A Simple Artificial Neuron

<Conclusion>

A single TLU is limited

A single TLU operates as a binary classifier restricted to linearly separable classification problems. It is restricted to linearly separable problems because the two intersecting hypersurfaces are flat hyperplanes, and so intersect in a straight line.

The hypersurface derived from the weight values is flat because the input activation is calculated as a linear polynomial: it has no higher order terms. (activation a, input i xi, weight i wi)
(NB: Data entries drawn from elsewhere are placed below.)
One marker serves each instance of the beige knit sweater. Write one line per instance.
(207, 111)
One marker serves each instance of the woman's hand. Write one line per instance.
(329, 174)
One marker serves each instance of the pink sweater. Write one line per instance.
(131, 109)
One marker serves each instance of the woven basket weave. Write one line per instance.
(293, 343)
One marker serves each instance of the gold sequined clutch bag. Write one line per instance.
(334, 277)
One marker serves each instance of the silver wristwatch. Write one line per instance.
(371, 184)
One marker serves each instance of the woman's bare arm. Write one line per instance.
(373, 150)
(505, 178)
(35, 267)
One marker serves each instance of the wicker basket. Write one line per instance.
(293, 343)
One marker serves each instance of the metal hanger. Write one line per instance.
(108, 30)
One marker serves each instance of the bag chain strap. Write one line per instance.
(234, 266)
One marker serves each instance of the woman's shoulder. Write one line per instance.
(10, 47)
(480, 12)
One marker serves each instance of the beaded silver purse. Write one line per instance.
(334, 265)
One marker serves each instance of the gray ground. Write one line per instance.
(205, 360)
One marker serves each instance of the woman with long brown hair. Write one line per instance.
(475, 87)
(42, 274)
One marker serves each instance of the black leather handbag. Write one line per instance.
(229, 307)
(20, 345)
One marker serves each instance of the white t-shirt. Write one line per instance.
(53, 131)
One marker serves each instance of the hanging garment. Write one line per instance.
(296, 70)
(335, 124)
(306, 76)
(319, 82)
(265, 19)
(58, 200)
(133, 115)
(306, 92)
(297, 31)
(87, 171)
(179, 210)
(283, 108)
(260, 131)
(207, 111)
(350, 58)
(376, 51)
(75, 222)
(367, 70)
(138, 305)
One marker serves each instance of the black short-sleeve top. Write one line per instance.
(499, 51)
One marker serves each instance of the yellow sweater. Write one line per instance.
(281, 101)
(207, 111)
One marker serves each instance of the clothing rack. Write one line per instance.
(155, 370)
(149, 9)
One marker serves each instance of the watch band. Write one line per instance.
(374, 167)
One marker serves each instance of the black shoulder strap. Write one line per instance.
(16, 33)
a = w1x1 + w2x2 + ... + wnxn

To solve classification problems that are not nonlinearly separable we need to form a higher order polynomial. This can be done by either introducing higher order terms before summation or by pre-processing the input with a preceding layer of TLUs: Both methods deform the hypersurface formed by the activation polynomial.

Networks of TLU's

McCulloch and Pitts proved that a sufficiently large network of TLUs can solve any given Boolean classification problem (including nonlinear ones) by showing how the fundamental operators of propositional logic can be constructed from networks of TLUs. In fact, only two layers of TLUs are sufficient to emulate any given linear or nonlinear function.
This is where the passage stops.